リーとクーはソファで寄り添って眠っていた。

(ほんま仲いい。あんたらは寒くないね。温かいね)

凛華子は見て微笑む。

サラは凛華子の足元を走り回る。

「あんたは元気ええな。」

凛華子はサラに言うのだった。

 

【寄り添って生きていくこと】。凛華子は考える。

自分がもし今逆ならしていただろう。

大翔はまだ30代。これからだ。未来がある。

子どももいる【事実】がある。

これから先のことなど誰にも分からない。

もしかしたらなど、あってはならないけれど

大翔になにかあるかもしれない。

想定外の出来事なんてたくさん起こりえることだろう。

ただ、【いま】を考える。

【これから】を考える。

 

40代と30代の意識の差は大きいだろうな、と思う。

 

ただ、【覚悟】は【意識】と関連しているのかもしれない。

【覚悟】とは困難なことを予想してそれを

受け止める心構えをすること。

【意識】は起きている状態や周囲の状況を認識していること。

 

凛華子は思う。

これから自分がどういう道を辿るのか。

大翔はどう辿るのか。

【夫婦】なのだけれど

各々の人生として考えるのである。

それほど大翔の人生を大事にして欲しかったし

これから歩むべき道の方向性を

きちんと選択して欲しいと願った。

その選択肢は1つではなく

たくさんあっていいと思った。

そこを誤ってはならない。

凛華子は思うのだ。

 

これから【夫婦】としてどうあるべきか。

その【覚悟】を凛華子は決めた。

【夫婦】の【カタチ】にとらわれる必要はないと。

お互いを縛る必要はないと。

 

気持ちが繋がっていれば、もうそれだけで充分。

 

凛華子は左手を顔の前にやる。

輝く薬指のリング。

(突然のプロポーズだったな(笑))

ハートのリングが重ねられている。

(やっぱりあたしには可愛いすぎたかな(笑))

浮かべた泪がこぼれないように上を向いていた。

 

もうすぐ春。桜の季節。

去年、大翔と一緒に撮った桜の写真。

あれから1年。

(早いな)

そっと写真に手を伸ばした。

 

「ただいま。
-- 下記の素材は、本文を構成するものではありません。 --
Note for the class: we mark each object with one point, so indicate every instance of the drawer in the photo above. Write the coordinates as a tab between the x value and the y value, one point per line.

」

大翔が帰って来た。

「おかえり。」

サラが真っ先に大翔のもとへ走っていく。

「ただいま。」

サラを抱き上げ

「ママを困らしてなかったか?ちっちできてたか?(笑))」

大翔は凛華子に笑いかける。

「大丈夫(笑)。今日はない。」

「えらいえらい(笑)たまにちょっとうまくできへんからな(笑)」

サラを見る目はとても優しい。

 

「そういえばさ、式場見に行かへん?」

(ん?)

「結婚式してないやん、俺ら(笑)」

(そうやけど)

「二人だけでもええし、身内だけとか友達だけとかさ。」

「いや、でもそんな簡単じゃないよ?」

「分かってるよ(笑)。」

「とりあえず、次の休み一緒に見に行こ!」

 

 

凛華子は大翔の言葉で自分をもう一度信じようと思った。